West

Amboy Crater in Mojave Trails National Monument, California

Bob Wick/U.S. Bureau of Land Management

From Hawaii’s Papahānaumokuākea Marine National Monument to the Mojave Desert in Southern California, the American West is home to a great number of unique landscapes—some of which support communities and cultures that go back thousands of years. Unfortunately, areas all across California, Nevada, Oregon, Washington, and Hawaii are now experiencing life at the forefront of the climate crisis, facing destructive wildfires, severe droughts, rising sea levels, and more.

NRDC is working with local leadership, businesses, and advocacy groups to tackle this crisis, as well as other threats to our environment and health, with some of the most progressive policies in the country. Together we’re pushing for 21st-century energy systems; advocating for legislation to curb climate-damaging pollution; and creating programs that will protect vulnerable communities, lands, and waters.

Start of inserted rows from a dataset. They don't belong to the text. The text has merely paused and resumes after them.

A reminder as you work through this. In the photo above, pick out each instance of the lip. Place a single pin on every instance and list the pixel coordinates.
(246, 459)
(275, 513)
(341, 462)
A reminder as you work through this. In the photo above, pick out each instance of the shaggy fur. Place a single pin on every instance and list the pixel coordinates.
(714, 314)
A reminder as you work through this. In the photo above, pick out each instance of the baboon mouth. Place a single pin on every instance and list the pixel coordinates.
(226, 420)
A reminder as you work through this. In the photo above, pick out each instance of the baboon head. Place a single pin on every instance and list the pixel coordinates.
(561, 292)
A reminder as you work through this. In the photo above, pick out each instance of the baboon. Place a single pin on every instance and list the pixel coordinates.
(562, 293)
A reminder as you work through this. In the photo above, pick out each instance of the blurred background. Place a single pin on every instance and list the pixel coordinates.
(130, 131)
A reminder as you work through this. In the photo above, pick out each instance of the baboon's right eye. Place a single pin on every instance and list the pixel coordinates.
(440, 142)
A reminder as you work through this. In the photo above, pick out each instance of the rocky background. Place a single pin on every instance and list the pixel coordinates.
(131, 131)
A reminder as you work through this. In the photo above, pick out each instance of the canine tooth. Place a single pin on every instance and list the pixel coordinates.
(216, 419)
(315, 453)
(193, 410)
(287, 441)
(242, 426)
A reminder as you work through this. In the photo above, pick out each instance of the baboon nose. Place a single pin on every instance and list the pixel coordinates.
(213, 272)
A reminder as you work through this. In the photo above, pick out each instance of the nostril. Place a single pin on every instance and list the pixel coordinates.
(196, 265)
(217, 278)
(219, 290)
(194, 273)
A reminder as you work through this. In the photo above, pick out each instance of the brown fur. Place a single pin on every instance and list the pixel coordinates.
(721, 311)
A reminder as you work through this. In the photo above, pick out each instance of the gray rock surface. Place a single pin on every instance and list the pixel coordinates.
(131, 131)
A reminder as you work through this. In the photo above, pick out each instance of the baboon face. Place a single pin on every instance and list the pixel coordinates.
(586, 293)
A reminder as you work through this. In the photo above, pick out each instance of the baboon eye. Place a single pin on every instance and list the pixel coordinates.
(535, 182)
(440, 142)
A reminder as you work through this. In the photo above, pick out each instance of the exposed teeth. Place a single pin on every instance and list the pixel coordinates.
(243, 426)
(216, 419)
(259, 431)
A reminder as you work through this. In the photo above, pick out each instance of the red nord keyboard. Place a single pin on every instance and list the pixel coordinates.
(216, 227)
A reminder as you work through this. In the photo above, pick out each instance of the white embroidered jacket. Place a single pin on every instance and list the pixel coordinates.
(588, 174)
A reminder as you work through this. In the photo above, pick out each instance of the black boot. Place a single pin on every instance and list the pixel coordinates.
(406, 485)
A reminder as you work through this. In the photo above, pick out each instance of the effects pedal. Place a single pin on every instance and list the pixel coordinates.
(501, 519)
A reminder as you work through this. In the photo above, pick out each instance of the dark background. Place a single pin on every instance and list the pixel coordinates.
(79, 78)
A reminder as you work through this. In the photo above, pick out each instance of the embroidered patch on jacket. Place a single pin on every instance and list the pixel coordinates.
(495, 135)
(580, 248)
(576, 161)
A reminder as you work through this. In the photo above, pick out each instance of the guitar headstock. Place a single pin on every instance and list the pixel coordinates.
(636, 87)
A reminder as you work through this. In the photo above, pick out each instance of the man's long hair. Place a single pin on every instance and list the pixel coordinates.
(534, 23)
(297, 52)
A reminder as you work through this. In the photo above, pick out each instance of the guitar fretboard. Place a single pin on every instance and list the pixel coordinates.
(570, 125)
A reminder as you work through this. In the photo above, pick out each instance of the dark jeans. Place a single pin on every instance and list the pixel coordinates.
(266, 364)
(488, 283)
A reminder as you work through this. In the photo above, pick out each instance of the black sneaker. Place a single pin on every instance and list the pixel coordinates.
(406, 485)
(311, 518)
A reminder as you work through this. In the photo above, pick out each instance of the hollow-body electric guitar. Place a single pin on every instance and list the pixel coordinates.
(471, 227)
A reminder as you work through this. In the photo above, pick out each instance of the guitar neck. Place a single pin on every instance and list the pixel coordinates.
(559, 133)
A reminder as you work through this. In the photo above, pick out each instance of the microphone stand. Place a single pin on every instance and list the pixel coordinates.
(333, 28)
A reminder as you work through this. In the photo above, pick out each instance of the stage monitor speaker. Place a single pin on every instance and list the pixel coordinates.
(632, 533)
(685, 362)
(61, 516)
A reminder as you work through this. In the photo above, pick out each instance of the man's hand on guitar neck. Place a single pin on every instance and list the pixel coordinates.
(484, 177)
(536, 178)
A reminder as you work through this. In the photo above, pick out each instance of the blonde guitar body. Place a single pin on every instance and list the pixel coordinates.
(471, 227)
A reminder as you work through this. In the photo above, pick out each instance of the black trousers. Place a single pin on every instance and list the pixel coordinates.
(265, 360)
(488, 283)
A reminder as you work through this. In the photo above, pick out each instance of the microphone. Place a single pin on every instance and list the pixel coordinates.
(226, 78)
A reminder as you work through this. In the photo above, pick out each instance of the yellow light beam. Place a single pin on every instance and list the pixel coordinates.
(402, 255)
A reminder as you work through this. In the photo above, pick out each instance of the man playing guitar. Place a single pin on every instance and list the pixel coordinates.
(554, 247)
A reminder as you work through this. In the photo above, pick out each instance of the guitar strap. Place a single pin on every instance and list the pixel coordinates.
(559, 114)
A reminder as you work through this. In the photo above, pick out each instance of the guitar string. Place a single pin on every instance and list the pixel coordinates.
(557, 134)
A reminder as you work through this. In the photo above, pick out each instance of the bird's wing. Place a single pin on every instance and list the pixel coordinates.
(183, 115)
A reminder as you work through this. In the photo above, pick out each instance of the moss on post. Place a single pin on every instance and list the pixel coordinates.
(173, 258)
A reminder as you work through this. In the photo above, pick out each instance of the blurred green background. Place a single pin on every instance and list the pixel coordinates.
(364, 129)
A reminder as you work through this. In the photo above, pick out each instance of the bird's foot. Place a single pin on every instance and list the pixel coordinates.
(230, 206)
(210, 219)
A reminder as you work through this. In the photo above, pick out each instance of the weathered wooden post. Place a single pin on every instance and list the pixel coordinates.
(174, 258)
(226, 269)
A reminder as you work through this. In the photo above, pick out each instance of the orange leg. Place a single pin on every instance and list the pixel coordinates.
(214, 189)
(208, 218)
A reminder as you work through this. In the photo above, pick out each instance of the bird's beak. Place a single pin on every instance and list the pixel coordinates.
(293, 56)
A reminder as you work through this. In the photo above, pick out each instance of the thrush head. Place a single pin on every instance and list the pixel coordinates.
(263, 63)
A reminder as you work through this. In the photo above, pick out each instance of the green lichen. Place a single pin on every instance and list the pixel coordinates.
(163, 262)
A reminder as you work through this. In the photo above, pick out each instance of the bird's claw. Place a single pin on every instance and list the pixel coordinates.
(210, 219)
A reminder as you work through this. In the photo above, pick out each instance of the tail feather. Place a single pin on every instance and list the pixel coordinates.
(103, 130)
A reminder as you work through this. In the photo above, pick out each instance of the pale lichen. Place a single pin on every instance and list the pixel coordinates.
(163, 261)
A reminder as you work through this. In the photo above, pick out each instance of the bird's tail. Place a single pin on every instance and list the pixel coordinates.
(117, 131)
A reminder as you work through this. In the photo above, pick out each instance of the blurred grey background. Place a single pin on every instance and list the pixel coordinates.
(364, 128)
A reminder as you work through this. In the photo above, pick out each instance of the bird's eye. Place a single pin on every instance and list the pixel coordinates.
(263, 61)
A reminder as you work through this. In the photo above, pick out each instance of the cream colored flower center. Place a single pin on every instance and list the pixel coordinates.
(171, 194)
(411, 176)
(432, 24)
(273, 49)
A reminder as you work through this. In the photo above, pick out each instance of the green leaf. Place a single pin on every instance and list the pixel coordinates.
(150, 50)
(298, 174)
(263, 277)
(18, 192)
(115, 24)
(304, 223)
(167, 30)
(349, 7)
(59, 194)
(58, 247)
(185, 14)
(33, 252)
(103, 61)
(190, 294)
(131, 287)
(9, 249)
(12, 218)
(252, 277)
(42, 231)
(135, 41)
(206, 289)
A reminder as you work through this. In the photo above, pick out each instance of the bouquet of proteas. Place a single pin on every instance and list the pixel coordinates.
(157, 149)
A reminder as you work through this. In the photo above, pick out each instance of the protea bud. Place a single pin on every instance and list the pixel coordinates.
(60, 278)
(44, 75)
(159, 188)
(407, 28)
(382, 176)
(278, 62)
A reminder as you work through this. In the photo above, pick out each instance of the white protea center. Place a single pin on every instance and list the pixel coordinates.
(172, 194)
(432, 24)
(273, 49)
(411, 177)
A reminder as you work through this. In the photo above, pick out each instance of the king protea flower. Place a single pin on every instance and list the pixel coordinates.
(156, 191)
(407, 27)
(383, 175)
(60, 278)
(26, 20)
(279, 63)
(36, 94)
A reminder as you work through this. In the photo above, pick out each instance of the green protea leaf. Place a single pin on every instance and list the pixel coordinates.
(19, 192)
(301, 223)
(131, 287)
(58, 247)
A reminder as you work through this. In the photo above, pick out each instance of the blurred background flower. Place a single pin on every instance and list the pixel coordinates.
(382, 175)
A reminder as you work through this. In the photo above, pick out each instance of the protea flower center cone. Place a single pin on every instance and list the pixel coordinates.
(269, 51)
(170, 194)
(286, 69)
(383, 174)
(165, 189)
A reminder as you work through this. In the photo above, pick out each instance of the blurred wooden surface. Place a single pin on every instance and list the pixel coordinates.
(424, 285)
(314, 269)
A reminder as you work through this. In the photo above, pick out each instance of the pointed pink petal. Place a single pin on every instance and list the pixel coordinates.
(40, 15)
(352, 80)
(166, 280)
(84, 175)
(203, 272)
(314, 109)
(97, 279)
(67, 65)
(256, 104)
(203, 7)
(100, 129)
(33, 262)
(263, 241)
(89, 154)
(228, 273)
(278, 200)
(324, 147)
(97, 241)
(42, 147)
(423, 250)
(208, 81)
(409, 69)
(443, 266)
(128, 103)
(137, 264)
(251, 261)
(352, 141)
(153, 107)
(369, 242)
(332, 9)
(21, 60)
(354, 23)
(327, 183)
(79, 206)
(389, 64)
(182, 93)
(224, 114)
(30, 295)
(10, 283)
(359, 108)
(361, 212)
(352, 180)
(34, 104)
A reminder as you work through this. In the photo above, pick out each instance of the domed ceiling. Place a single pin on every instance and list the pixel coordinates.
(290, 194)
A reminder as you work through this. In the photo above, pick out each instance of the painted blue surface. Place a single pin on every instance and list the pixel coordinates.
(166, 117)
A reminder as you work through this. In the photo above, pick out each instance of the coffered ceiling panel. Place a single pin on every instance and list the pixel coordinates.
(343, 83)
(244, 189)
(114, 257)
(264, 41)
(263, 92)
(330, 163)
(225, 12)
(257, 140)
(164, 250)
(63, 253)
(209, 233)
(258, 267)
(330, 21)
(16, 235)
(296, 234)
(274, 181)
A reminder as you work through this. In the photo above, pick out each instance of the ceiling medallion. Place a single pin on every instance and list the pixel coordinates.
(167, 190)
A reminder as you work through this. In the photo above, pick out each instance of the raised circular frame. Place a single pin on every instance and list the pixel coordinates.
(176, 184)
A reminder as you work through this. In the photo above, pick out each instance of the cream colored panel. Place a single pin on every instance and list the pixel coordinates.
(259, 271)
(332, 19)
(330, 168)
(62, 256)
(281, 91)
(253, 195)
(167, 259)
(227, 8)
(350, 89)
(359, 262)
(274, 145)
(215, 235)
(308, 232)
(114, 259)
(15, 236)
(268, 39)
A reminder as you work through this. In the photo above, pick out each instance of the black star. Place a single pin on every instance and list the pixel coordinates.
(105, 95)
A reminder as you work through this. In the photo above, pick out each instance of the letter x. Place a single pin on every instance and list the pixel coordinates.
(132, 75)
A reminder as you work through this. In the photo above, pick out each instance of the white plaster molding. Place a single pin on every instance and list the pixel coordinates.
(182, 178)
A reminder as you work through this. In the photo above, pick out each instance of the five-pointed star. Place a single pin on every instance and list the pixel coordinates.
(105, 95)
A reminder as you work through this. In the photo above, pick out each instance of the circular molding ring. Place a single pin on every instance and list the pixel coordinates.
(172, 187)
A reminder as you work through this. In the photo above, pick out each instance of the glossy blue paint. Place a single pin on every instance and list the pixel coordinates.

Some of our accomplishments:

  • NRDC is working to reduce the use of harmful chemicals in food and consumer products. In California we helped pass a law that protects families and firefighters by ending the sale of furniture containing flame-retardant chemicals. We’re also joining with food system advocates to develop an organic farm-to-school program, increasing access to pesticide-free foods that are good for students as well as farmworkers.
  • Through partnerships with business and state leaders, NRDC is producing stronger climate and energy actions, like a commitment to 50 percent renewable electricity by 2030 in Nevada, economic development initiatives in Oregon, and low-carbon fuel programs in Washington. Through Bloomberg Philanthropies’ American Cities Climate Challenge, NRDC is supporting Honolulu, Los Angeles, Portland, San Diego, San Jose, and Seattle to accelerate and deepen their efforts to create the greatest climate impact through 2020.
  • NRDC is working to protect our coasts and communities from the dangers offshore drilling. In California, we helped pass legislation that made it illegal for the state to approve any new infrastructure that would enable new drilling in federal waters. Our experts are also combating dammed rivers, toxic chemicals, and disruptive activities in order to bring species like Washington’s endangered Southern Resident killer whales back from the brink of extinction.
  • NRDC and local community and environmental justice advocates are pushing for cleaner air around the nation’s ports, and our persistence is paying off: We persuaded city leaders in Los Angeles and Long Beach, home to one of the largest port complexes in the world, to commit to all zero-emissions trucks and cargo-handling equipment by 2035—protecting the air and health of residents from harmful diesel exhaust.
  • NRDC experts are developing practical strategies to protect clean water. In California, we successfully won stricter water efficiency standards for toilets, urinals, faucets, and showerheads that are projected to save one billion gallons of water every year.